Aerial2020 · 13/04/2020 21:53

He's really trying? But you feel like he's not trying hard enough?
Re read your initial thread OP. That's not what you wrote. You gace him 3 boundaries and he didn't try. He doesn't even want to wear his wedding ring?
He should be fighting for his marriage. He should be fighting for you.
He seems very luke warm and feeling sorry for himself.
Let him leave and sort himself out. (As you are doing)There is nothing you can do here, he's a grown up.
Sadly I still think more will come out and he is not the man you think you know.
But its your marriage and you do what's best for you.

Windyatthebeach · 13/04/2020 22:07

Imo damage is done. They know he isn't happy living with them...
That's what they will think.
Maybe a reality check of parenting 50 /50 will distract him from his crisis..

CrushingMeSoftly · 13/04/2020 22:08

Aerial2020 he was wearing his wedding ring but sometimes was forgetting to put it back on in the morning after taking it off at night. It was a small thing that meant a lot to me.

I agree he should be fighting for his marriage and doing whatever it takes. I’ve asked him to leave because I don’t feel like he’s doing this. Some of this is about how we both communicate our expectations and how we express how we feel. Lockdown has made things even harder because there is no escape from each other and we can’t talk properly with the kids around. I felt like we both needed some time apart to really think about what we want. He’s left and so now we’ll do that.

Smellbellina he’s left our family home on my request. We’re going to relationship counselling, how is that brushing things under the carpet? He’s apologised and he knows he’s fucked up. I’ve given minimal details of what happened in my post. It’s very easy to say what you’d do when it’s not you. It’s all very black and white until you’re in that situation.

OP posts:
thesnackbitch · 13/04/2020 22:09

The issue for me would be that the only reason things haven't gone further is because the other woman wasn't welcoming of it. If it was up to him however, things would be much further along. That is the problem. Would he have gone on to have a full blown affair and leave you for her? Maybe, maybe not. But it seems likely. The question is, what happens when he comes across another women down the line who he 'has a connection with' and she's all for it..

CrushingMeSoftly · 13/04/2020 22:16

thesnackbitch he didn’t approach her about a relationship he messaged her about something innocuous once and that was it. Who knows what would have happened if she’d have interacted more enthusiastically and I can’t comment on what he might do in the future. I think our marriage is worth working on but a lot depends on if he can convince me he’s fully committed. If he can’t demonstrate the commitment I need then I’ll be happy to walk away.

OP posts:
Greybutterfly · 13/04/2020 22:22

I feel so sorry for you having to go through all of this. If this is simply a crush from a distance this can 100% be worked on.
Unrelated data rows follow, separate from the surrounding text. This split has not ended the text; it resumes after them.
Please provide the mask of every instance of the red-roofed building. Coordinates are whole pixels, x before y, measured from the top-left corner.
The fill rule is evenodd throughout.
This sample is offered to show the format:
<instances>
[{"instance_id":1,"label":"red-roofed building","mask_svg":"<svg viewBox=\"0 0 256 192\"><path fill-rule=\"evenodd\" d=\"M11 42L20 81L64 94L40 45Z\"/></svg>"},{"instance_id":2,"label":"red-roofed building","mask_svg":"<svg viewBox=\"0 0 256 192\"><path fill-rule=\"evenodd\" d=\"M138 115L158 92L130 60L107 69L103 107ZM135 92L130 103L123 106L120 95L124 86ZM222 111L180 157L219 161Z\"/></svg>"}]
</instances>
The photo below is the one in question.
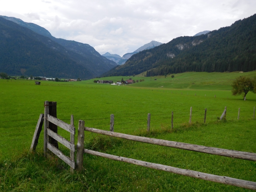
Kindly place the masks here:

I think he will go away and realise how important his family is to him and you will be in a stronger position to set the ground rules going forward.

My only worry is how far this crush has gone it sounds very drastic to tell the children he likes someone else who he has seen at a few work drinks. Are you not intrigued to find out her opinion on this. I would want to call her and get the facts. You will have reassurance nothing further has gone on or the truth if something has. Maybe he needs to listen to the phone call and get a dose of reality

thesnackbitch · 13/04/2020 22:23

@crushingmesoftly I get where you are coming from. I've been in a similar position and while it wasn't easy, we got through it. Although we did separate for a lengthy amount of time.

The way I see it - marriage is a choice. Being faithful is a choice. He allowed himself to get caught up in his own feelings and that was a choice. I get the feelings part was not but he allowed those feelings to grow AND he acted on them. This is not an unfortunate event that has happened to him. He made a series of choices leading to where you are now. And he needs to find a way to prove to you that he will never be making those choices again. My advice would be - don't help him navigate this, don't tell him how to fix it, step away and use this time for you.